If we look back over the past 20 years, the advances in security and technology are substantial. Advances built on years of testing make employing our mobile phones to support remote voting a plausible reality. Today 81 percent of Americans own and use a smartphone and, yes, multiple pilot programs have showcased voters leveraging platform security to ensure that their secret ballot has remained secure — most recently in Utah and Arizona.
These pilots prove the possibility to address most, if not all, of the perceived gaps in such a system, including leveraging smartphone cameras to conduct identity verification and resolve concerns about the identity of the voter.
But any conversation about technology has been hobbled by skepticism and fear. Computer science academics talk about risk and use words like "settled science". They claim neither technology nor the Internet can be secured.

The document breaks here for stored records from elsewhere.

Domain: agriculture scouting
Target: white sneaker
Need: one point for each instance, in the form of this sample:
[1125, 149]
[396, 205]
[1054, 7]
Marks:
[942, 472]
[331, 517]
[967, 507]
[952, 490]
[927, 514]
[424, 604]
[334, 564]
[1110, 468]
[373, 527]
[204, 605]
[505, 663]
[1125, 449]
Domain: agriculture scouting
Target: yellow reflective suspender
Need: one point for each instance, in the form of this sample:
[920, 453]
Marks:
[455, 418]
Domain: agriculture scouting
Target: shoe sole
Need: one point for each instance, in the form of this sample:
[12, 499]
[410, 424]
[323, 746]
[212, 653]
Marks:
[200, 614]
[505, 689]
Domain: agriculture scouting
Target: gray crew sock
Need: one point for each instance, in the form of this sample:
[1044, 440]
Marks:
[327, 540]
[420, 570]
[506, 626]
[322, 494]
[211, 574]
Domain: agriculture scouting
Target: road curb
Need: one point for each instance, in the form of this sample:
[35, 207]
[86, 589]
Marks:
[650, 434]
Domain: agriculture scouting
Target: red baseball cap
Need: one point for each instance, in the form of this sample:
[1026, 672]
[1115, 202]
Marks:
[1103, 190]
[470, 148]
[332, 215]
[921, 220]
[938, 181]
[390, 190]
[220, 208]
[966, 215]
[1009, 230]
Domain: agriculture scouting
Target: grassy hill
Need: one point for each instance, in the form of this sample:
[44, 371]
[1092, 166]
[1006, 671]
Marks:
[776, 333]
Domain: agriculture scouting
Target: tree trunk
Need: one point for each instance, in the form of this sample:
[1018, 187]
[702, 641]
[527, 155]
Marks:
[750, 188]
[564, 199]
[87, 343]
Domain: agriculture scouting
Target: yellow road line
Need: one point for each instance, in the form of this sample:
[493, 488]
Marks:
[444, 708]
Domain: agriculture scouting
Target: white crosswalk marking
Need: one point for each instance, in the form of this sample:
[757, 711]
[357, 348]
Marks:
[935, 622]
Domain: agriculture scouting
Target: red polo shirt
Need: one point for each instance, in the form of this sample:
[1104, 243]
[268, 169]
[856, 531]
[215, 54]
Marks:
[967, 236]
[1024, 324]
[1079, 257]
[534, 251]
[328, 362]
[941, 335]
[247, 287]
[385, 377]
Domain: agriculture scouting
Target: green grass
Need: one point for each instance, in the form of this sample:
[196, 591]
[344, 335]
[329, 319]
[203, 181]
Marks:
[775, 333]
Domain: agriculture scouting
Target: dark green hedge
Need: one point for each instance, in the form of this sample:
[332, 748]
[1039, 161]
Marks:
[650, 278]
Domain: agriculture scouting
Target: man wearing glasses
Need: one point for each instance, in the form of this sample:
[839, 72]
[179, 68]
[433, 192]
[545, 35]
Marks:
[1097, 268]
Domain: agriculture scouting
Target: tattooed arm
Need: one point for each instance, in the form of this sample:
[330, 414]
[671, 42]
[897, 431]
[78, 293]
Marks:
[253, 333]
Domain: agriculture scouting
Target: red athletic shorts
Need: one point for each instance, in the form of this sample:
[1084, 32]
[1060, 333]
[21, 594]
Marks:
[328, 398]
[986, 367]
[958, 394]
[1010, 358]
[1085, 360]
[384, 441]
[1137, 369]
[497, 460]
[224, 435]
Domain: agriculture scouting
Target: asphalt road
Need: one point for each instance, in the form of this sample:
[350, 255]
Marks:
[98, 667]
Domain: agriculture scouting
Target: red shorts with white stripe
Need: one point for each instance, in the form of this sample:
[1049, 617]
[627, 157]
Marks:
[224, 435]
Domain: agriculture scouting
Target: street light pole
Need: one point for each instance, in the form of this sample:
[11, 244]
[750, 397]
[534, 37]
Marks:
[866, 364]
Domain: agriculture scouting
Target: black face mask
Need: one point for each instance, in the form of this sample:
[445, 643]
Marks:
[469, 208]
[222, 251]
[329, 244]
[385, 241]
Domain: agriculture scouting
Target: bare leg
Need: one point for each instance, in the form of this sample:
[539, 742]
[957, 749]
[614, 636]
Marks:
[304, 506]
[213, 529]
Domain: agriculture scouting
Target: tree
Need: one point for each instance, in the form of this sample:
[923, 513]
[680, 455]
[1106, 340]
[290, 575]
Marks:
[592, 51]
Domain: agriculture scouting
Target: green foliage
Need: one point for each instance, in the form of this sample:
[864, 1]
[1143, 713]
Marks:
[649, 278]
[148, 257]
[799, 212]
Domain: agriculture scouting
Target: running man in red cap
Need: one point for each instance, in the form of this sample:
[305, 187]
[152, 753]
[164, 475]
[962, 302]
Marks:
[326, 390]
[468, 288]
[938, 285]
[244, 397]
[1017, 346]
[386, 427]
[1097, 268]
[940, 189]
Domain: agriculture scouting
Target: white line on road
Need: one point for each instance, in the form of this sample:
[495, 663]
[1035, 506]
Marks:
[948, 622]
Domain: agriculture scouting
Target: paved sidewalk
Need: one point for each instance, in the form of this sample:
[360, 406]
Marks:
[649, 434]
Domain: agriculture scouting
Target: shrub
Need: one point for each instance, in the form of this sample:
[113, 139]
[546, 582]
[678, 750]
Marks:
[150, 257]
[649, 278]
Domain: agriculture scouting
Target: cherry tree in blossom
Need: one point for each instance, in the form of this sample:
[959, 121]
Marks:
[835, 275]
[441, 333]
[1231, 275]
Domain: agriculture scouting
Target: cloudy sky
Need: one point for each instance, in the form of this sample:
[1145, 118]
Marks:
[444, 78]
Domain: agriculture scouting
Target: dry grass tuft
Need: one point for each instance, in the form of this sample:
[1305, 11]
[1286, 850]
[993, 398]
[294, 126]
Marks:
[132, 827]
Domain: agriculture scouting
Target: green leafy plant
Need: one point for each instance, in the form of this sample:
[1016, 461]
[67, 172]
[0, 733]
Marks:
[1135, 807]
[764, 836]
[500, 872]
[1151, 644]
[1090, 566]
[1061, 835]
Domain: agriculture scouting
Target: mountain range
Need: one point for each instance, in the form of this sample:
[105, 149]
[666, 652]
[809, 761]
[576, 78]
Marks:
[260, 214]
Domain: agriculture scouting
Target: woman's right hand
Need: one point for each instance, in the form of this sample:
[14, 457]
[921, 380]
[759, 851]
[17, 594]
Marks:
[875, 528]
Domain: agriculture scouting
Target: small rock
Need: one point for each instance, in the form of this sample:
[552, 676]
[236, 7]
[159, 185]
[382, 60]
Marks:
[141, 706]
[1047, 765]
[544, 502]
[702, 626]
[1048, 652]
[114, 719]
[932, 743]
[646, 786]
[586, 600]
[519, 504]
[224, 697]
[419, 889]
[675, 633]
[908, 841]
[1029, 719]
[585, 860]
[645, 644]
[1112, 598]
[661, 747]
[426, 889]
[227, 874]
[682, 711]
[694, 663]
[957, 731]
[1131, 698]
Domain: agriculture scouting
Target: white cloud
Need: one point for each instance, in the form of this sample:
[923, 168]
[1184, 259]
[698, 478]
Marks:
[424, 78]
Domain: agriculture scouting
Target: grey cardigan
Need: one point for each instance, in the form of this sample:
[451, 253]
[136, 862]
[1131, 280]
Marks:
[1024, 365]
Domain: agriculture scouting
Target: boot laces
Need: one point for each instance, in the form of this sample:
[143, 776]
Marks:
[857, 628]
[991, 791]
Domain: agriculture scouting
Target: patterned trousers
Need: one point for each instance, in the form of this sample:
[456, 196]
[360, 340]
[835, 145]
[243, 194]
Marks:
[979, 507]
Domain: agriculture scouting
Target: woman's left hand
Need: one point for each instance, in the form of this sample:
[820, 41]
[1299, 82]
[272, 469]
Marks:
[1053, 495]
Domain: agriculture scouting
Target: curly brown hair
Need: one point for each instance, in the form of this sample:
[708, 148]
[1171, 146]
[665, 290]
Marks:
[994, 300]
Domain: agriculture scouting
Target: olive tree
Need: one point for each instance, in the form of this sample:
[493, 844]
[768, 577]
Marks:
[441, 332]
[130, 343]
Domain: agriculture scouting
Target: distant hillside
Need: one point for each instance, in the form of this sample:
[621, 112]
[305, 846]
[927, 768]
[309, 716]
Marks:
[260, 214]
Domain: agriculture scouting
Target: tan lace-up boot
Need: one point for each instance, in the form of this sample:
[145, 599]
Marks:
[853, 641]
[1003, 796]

They also ignore that technology has been a critical component of elections for years, and has become part of the accepted fabric through years of iterative innovation – from registration platforms to ballot tabulation.
Elections are critical infrastructure, and citizens have every right to be concerned. However, it does more damage to our democracy to completely dismiss the real collaboration among election officials, computer science practitioners, technology platform providers and cybersecurity experts — plus extensive testing. We can build resilience into an imperfect and ever-transforming system that currently leaves many citizens out of exercising their democratic right.
The time to move the conversation forward is now. We need to test and collaborate to build a resilient system. It must have multiple options that work for all voters and constantly monitor the threats in the marketplace. And we need to constantly take the learnings and add them to the architecture, design and software that manages our mobile election process.
Yes, there are risks with using technology and there are costs. But there are risks and costs with our current system, and with mail-in ballots. Some significantly impact our democratic process – and we have a responsibility to find a way forward while mitigating those risks.
We need to offer a new option to our fellow voters who can't make it to the polls and need an accessible way to vote. We must move forward with mobile voting.